Two main objectives have characterised this project. The first was to increase the fundamental understanding of non-modal growth as a scenario for laminar/turbulent transition in three-dimensional boundary layer flow. The second objective was to incorporate non-modal growth as a transition prediction method and perform shape optimisation to obtain slender bodies with low drag. Since non-parallel effects of the growing boundary layer are to be considered when modelling non-modal growth, the starting point of the first objective was to use the MSC approach. The investigation was concentrated on the non-parallel effects, whose correction in the MSC approach can be written as a function of the left, and right eigen functions, and the inverse of the distance between the discrete modes, obtained from a normal mode analysis.

One of the main conclusions was that the correction of the eigen functions in the MSC approach cannot be evaluated using only the discrete modes which means that also the continuous spectrum somehow must be incorporated. In order to avoid working with the solution of the modal analysis as a sum of discrete modes, and a continuous spectrum it was decided to investigate if also the latter can be written as a sum of discrete modes. The idea of the second objective was to use gradient based optimisation with the aim of minimising an objective function, based on a measure of the non-modal growth, by changing the shape (geometry). The gradient of the objective function with respect to a design parameter representing the surface of the geometry, is efficiently evaluated using adjoint equations. Due to contacts established with The Swedish Defence Research Agency, FOI, Aeronautics Division, programs solving the state and adjoint equations describing inviscid compressible flow are available and can be coupled with the boundary layer equations, and its corresponding adjoint equations in order to perform shape optimisation.
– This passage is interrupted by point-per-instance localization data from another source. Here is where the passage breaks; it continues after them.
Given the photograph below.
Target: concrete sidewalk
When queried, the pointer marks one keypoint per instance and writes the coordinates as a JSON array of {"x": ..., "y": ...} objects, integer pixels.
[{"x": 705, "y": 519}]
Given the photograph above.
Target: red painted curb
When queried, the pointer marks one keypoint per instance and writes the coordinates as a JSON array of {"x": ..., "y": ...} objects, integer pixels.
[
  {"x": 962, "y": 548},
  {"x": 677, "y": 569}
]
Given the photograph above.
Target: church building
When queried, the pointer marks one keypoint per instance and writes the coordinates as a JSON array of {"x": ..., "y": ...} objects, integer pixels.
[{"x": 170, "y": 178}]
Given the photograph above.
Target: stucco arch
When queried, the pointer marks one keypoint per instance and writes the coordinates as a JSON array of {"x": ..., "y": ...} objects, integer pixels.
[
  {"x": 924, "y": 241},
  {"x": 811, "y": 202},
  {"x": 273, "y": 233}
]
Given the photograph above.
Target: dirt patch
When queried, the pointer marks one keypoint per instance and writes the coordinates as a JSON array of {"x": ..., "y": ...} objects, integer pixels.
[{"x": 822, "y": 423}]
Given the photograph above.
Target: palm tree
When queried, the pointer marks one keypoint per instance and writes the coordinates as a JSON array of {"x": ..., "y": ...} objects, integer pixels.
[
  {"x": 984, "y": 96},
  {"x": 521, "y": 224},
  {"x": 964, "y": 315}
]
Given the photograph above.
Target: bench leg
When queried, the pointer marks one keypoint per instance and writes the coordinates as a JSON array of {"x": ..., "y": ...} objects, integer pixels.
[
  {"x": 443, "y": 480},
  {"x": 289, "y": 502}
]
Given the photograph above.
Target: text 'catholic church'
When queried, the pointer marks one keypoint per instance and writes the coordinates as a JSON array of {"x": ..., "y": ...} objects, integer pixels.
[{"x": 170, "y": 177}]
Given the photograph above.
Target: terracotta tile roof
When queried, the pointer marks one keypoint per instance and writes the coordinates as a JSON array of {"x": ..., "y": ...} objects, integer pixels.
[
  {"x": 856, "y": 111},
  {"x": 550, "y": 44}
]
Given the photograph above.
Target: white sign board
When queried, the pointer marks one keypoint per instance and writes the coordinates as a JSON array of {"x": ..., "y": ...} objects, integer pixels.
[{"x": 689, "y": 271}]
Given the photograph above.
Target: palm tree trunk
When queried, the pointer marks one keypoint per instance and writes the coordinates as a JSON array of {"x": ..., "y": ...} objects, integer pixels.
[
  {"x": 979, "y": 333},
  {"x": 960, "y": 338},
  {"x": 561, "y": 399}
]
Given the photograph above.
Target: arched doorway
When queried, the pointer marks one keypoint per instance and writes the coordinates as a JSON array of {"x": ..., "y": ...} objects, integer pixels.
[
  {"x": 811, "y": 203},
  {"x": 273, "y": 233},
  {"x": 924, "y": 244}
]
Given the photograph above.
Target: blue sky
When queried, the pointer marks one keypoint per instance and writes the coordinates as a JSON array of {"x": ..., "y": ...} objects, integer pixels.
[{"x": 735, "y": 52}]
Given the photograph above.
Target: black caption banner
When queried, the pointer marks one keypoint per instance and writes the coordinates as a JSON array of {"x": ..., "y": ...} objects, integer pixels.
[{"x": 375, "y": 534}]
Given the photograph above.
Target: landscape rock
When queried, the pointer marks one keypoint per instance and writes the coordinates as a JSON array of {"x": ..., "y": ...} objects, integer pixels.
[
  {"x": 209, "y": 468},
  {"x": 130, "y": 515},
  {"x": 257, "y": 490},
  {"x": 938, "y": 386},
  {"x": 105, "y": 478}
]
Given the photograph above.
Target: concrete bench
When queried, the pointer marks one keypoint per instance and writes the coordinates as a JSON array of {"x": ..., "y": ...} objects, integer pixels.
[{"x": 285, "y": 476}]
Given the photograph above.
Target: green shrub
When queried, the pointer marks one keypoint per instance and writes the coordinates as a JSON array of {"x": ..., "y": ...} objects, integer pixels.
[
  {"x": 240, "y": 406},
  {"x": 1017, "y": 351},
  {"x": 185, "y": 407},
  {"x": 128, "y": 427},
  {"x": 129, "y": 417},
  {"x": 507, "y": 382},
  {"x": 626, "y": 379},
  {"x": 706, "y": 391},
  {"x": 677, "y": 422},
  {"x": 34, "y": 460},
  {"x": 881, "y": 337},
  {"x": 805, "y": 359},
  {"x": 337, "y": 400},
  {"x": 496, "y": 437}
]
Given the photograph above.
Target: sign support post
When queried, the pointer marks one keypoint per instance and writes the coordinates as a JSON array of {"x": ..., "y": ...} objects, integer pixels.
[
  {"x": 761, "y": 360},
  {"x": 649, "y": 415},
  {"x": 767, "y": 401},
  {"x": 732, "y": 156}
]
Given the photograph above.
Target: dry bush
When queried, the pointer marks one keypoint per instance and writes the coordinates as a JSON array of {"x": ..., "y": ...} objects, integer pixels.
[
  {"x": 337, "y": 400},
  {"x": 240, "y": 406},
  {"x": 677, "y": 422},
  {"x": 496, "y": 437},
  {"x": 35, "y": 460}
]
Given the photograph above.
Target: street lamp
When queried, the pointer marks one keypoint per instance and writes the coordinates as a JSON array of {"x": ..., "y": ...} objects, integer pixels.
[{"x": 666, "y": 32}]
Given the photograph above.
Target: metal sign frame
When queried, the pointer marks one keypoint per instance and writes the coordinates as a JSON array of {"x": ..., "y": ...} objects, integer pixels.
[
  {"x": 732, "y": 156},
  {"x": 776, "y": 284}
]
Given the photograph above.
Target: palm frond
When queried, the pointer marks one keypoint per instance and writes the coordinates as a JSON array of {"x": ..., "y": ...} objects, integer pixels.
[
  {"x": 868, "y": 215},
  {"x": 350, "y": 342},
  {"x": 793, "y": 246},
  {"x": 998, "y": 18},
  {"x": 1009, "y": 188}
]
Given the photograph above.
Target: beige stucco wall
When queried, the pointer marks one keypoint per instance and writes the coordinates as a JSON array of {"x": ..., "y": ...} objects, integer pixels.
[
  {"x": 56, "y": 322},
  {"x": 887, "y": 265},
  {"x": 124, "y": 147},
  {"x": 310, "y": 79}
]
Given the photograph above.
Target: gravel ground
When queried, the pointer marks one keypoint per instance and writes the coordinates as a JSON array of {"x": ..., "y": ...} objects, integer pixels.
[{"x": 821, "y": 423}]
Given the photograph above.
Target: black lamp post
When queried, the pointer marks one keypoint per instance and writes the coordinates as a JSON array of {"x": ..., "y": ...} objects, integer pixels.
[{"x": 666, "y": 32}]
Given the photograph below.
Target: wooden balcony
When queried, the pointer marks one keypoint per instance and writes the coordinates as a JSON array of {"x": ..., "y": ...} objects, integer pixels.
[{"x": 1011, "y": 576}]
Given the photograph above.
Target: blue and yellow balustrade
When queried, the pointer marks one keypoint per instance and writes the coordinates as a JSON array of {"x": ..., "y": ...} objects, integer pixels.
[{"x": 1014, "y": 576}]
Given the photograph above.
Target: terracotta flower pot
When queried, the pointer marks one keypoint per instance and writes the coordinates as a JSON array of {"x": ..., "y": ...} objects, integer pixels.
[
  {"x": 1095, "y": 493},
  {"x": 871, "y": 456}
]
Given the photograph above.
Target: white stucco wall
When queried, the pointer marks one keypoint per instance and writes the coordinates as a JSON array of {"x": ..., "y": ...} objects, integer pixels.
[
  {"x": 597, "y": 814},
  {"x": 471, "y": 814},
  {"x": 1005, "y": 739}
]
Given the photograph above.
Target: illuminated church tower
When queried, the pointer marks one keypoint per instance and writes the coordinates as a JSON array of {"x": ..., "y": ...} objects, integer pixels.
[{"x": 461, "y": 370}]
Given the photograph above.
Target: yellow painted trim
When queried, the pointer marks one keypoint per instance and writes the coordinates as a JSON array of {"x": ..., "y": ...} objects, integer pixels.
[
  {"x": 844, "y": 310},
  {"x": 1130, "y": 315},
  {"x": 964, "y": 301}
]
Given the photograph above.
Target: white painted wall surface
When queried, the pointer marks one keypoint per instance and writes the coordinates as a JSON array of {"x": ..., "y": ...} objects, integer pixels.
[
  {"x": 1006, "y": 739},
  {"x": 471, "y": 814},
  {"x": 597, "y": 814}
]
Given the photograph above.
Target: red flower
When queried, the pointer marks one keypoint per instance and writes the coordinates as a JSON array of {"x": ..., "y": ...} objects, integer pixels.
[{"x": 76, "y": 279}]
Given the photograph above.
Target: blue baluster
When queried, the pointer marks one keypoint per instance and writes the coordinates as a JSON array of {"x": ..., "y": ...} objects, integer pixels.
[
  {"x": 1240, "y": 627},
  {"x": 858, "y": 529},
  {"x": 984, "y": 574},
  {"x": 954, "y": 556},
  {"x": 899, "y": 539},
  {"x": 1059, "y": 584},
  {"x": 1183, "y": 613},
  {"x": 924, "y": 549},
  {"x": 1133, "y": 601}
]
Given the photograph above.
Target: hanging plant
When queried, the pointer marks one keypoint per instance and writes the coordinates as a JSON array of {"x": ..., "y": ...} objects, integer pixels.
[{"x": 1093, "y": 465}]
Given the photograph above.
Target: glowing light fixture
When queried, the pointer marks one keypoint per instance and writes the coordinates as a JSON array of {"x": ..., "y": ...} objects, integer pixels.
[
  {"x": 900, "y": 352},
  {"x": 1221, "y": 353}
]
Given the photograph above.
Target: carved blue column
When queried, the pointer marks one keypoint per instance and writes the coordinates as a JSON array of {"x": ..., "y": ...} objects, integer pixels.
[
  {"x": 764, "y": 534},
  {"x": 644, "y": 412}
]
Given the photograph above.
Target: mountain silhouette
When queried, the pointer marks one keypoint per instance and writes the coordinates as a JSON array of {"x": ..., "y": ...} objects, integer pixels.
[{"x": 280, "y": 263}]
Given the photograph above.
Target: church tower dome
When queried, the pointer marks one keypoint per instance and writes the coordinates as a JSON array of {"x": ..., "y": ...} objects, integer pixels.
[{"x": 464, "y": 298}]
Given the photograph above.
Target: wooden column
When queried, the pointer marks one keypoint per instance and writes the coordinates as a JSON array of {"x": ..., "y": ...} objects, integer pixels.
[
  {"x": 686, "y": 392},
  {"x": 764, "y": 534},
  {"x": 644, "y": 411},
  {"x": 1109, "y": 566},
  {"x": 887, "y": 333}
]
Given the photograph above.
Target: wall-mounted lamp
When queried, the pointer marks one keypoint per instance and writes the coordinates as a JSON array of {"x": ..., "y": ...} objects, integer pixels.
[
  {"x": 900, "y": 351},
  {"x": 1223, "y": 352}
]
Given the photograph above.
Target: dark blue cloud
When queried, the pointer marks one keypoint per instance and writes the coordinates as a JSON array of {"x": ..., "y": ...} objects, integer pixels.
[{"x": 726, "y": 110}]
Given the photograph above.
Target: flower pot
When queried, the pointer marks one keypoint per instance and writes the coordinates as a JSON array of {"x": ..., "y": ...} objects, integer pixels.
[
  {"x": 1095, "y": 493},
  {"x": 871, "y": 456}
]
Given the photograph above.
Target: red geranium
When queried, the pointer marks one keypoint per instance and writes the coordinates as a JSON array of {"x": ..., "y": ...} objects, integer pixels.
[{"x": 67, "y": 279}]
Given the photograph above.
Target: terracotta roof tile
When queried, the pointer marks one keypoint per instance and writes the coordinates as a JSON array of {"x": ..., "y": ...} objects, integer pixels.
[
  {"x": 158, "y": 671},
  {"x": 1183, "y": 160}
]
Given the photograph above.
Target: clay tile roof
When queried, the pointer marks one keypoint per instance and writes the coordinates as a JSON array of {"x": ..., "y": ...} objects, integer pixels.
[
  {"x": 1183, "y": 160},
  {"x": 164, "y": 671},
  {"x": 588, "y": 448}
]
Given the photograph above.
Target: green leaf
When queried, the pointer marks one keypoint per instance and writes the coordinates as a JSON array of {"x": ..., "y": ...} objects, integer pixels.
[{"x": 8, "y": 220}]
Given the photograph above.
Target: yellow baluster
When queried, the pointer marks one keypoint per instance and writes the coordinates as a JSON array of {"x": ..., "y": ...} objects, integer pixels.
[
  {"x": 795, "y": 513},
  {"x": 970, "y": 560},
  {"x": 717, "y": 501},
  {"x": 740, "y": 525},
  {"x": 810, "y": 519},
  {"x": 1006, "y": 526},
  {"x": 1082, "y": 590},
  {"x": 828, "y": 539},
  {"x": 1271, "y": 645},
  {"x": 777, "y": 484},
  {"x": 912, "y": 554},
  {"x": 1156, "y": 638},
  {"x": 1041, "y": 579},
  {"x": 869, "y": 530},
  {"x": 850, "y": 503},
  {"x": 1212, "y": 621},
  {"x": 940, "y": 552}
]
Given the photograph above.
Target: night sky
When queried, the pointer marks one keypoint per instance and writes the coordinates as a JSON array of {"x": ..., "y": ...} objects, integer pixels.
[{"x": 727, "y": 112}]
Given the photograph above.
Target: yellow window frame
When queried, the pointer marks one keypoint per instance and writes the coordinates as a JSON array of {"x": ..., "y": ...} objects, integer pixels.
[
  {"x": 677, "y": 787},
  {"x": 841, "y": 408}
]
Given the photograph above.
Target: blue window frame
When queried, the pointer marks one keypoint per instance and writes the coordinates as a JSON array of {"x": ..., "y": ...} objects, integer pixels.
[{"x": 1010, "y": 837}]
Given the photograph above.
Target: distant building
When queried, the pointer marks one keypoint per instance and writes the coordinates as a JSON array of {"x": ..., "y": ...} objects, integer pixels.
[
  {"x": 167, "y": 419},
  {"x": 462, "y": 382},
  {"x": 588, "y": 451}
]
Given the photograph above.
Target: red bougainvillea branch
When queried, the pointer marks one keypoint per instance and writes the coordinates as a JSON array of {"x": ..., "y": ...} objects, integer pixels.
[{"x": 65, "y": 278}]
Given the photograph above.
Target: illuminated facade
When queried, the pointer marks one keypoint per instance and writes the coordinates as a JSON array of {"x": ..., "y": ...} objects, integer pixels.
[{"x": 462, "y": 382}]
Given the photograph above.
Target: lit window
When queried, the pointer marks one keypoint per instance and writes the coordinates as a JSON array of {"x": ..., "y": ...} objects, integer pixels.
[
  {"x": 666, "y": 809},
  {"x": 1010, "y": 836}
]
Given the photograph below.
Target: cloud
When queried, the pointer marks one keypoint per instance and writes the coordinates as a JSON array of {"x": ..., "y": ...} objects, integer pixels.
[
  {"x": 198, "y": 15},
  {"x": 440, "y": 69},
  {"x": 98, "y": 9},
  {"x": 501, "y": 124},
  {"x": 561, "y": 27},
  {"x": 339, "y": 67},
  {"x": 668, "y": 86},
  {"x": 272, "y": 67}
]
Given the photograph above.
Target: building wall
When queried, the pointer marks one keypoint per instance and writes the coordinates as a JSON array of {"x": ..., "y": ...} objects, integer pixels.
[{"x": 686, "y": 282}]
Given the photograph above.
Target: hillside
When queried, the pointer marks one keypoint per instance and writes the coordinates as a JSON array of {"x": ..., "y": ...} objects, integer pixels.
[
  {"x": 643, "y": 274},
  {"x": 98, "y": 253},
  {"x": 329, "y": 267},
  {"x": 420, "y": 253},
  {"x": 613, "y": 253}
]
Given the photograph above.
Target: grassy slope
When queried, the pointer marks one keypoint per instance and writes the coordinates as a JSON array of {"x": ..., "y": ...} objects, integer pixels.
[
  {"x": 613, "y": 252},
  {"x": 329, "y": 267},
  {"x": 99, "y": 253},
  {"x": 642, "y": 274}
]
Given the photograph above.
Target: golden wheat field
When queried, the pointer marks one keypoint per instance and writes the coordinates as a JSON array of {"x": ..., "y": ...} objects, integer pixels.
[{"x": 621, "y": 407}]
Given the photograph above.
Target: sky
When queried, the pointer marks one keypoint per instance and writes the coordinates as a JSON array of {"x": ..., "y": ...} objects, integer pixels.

Some first results by FOI of shape optimisation have been obtained for two-dimensional flow at transonic flow conditions with the aim of minimising exponentially growing perturbations.

A new line of research was initiated with the analysis of the representation of the continuous spectrum. This was made with ideas from the theory of optical waveguides, and fibre optics, and it was found that the discrete representation of the continuous spectrum are modes which resembles what in optics are called 'leaky waves', ie. waves that are attenuated in the direction of the wave-guide, while they grow unbounded in a direction perpendicular to it. The first application was to compute the correction in the MSC approach. However, such a representation can have many other interesting applications and could help the understanding of 'higher' modes (discrete modes other than the least stable one). It will, in particular, be the starting point in now commencing work.